Dave Lane, head of ABC’s affiliates and general manager of WFAA-TV in Dallas, is one of those Spelling critics who applaud the network’s decision to reduce the producer’s influence. “When Brandon came in, he said that over time he needed to evolve his own relationships with the producers he felt comfortable working with. And, quite honestly, his philosophy didn’t square with what Aaron Spelling was producing at the time.”

Spelling has little good to say about the new generation of TV makers that Stoddard brought in to replace him. Noting the current hype surrounding Steven Bochco, the writer-producer who co-created Hill Street Blues, L.A. Law and Hooperman, and who has been given a long-term exclusive deal to create more series for ABC, Spelling asks cattily: “Where’s the screaming about the Bochco contract? I don’t hear anybody saying, ‘My God, with all these series he’s doing for ABC, how are we ever going to get a show on? Look,” Spelling adds, “I think Steve Bochco is brilliant and L.A. Law and Hill Street Blues were great. But then let’s see his track record. You think Hooperman is a big-rated show? And was Bay City Blues a big smash?”

Picking up the two-for-four metaphor, Bochco responds: “If I were in the major leagues and I was hitting .500, George Steinbrenner would probably make me a wealthy guy.”

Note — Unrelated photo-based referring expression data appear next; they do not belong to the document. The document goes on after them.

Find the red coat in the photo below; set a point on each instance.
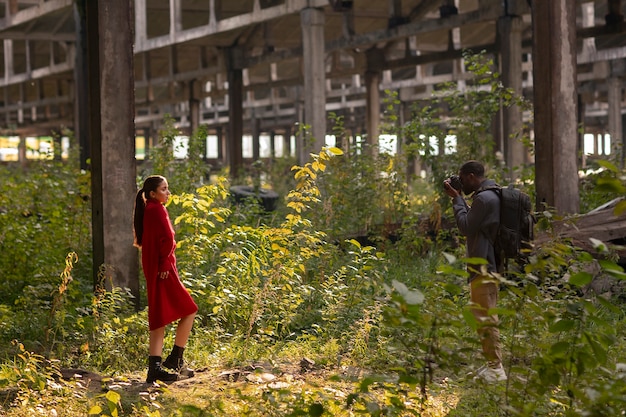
(168, 299)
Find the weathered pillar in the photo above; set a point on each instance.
(113, 141)
(194, 108)
(314, 81)
(81, 115)
(256, 138)
(510, 45)
(615, 87)
(373, 74)
(235, 113)
(554, 74)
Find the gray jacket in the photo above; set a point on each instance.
(479, 224)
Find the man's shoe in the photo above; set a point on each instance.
(491, 374)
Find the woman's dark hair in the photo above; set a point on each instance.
(150, 184)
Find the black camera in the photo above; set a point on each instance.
(455, 182)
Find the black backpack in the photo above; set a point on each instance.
(515, 233)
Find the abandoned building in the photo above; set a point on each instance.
(109, 71)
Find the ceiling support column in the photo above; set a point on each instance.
(235, 114)
(554, 74)
(375, 60)
(314, 82)
(81, 91)
(510, 45)
(113, 143)
(194, 108)
(614, 84)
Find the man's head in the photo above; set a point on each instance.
(472, 173)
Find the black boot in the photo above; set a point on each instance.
(175, 361)
(156, 371)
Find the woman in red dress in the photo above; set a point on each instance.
(168, 299)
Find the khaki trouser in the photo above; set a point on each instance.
(484, 296)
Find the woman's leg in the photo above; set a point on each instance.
(183, 329)
(175, 358)
(155, 370)
(156, 341)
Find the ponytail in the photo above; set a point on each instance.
(150, 184)
(140, 206)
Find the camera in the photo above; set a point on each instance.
(455, 182)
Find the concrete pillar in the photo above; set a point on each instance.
(114, 169)
(554, 74)
(81, 116)
(235, 114)
(615, 87)
(194, 108)
(510, 45)
(375, 60)
(314, 81)
(256, 139)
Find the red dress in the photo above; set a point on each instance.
(168, 299)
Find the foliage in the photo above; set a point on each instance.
(466, 114)
(386, 323)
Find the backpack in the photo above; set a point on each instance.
(515, 233)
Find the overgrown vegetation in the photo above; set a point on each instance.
(349, 299)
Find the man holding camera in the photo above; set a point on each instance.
(479, 224)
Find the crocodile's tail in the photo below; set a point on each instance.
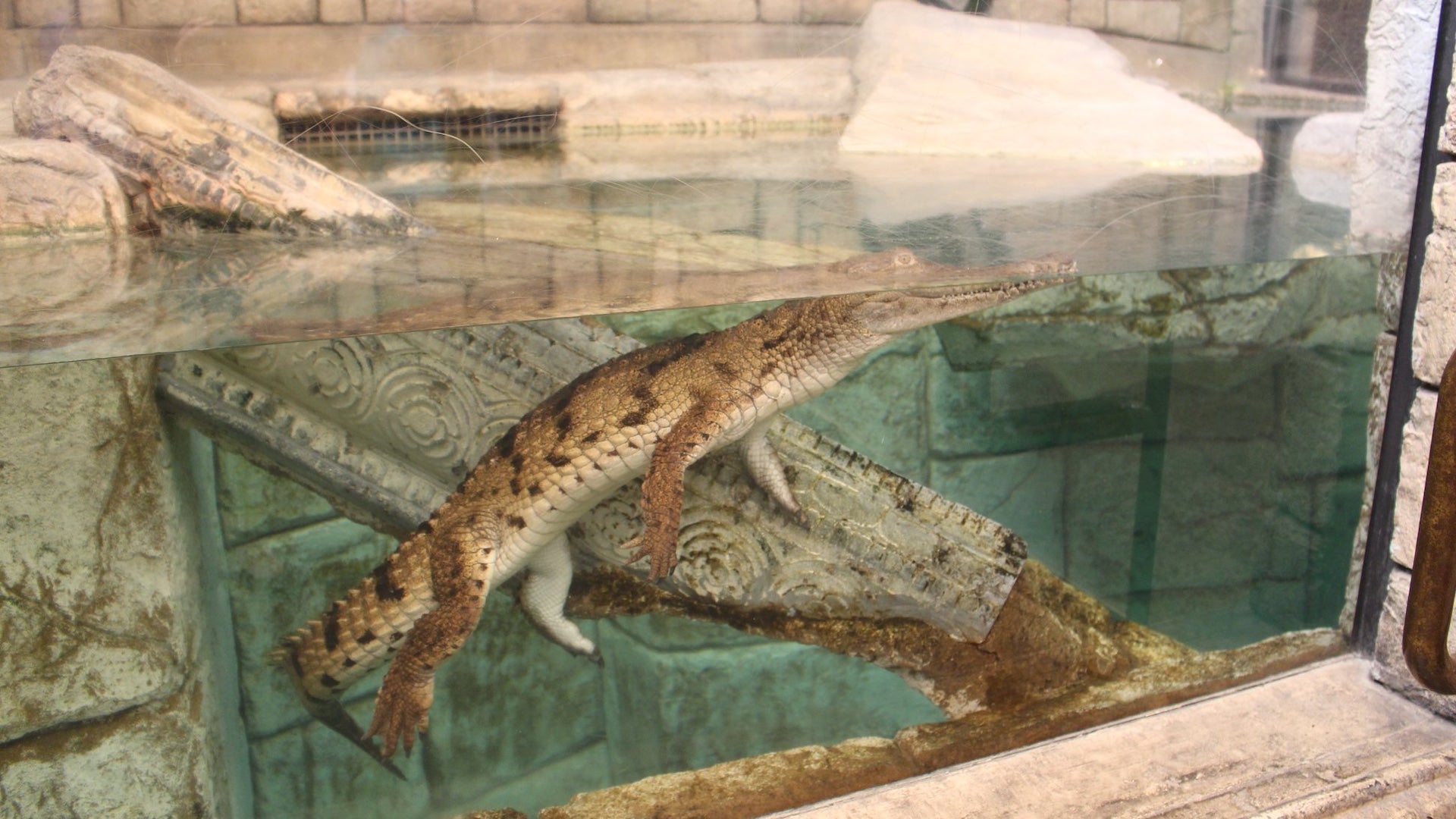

As for thirtysomething, which won the Emmy Award last season as television’s best dramatic series, Spelling says it’s “not a show I can watch every week. It has a little too much angst and whining for me. If it weren’t for the critics, ‘thirtysomething’ would never have made it. There’s no doubt about it.” MGM’s Loring, whose studio produces the show, replies: “Too much angst? Unlike Dynasty? If you want to talk about angst and depression and insanity and any kind of human emotion on a scale of one to 10, then Dynasty has hit the highest number on the Richter scale.”

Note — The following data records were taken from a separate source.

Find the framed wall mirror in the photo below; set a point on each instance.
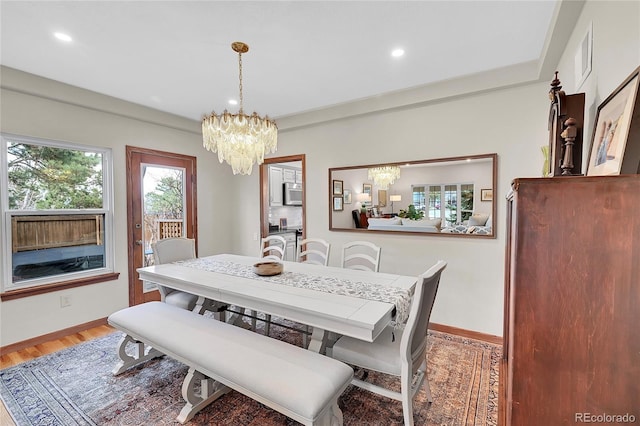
(442, 196)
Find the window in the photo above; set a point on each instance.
(451, 202)
(56, 212)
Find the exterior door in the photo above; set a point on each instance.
(161, 203)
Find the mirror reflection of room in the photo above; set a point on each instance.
(433, 197)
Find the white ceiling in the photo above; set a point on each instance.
(175, 56)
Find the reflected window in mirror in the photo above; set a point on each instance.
(427, 197)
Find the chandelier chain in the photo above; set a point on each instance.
(240, 85)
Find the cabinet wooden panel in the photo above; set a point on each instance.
(572, 300)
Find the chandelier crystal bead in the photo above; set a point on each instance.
(384, 176)
(239, 139)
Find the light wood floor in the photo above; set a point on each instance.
(13, 358)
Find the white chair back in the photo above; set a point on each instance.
(413, 345)
(404, 357)
(362, 255)
(316, 251)
(273, 247)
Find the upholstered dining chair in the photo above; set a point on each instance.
(171, 250)
(406, 355)
(362, 255)
(272, 247)
(316, 251)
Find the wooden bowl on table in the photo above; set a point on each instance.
(268, 268)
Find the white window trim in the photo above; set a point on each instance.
(5, 217)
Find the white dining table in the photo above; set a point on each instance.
(326, 312)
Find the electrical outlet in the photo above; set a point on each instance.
(65, 301)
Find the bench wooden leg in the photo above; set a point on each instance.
(210, 390)
(127, 361)
(330, 417)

Well, then, how about ABC’s Vietnam series China Beach? “I liked the pilot,” Spelling says. “But I just don’t know if I want to see the gore of everything that happens there.” On the other hand, Spelling thinks Stephen J. Cannell’s Wiseguy on CBS is “terrific. I get a pang every time I see a successful show, to be very honest with you. I go, ‘Dammit, why didn’t we think of that?’ I wished I had recognized the immense talent of that star (Ken Wahl).”

If Spelling is finding himself hamstrung in the TV business, he claims his freedom may lie in feature films, even though his record of success there is spotty at best. “Lately, it’s been easier to sell theatrical movies than TV shows. In movies, there is no stigma for me.” After the box-office hit Mr. Mom,” Spelling’s most recent movies — including the adaptation of the play ” ‘night, Mother,” and fluffier efforts “Surrender” starring Sally Fields and Satisfaction with Justice Bateman — have fallen flat with audiences. This year, Tri-Star will be releasing his company’s latest production, The Von Metz Incident, starring Gene Hackman and Dan Aykroyd.

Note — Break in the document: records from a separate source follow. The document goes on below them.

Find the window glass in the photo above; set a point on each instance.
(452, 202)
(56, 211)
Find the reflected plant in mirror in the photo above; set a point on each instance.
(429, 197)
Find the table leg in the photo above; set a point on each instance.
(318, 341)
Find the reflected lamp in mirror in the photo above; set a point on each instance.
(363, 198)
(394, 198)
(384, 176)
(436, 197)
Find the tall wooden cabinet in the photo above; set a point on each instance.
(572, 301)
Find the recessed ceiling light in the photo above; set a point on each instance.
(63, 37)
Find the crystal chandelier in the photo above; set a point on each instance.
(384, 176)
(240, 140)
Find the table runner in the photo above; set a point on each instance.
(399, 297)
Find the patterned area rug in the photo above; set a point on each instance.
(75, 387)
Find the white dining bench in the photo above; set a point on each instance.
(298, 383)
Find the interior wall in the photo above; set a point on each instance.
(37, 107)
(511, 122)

No matter how his fortunes fare in TV into the 1990s, Spelling in the end is content to be judged “on my staying power in the business.” That was the main theme that emerged last September when he was honored by the Museum of Broadcasting at a star-studded lovefest. And that also appears to be the main theme of an as-yet-untitled book of memoirs he’s currently writing for Little, Brown about his experiences. “It will say that if you think hard enough and work long enough, a lot of your dreams can come true in the TV business,” he says. “But the problems of TV now are immense. We can’t treat this anymore like a candy story where, no matter what you put on the air, every producer and every network gets rich. We are in a hard-crunch business now and I hate it.”

So why doesn’t he just forget the whole thing? “If you want to know the honest-to-goodness truth,” he confides, “I just love it, including the aggravation.”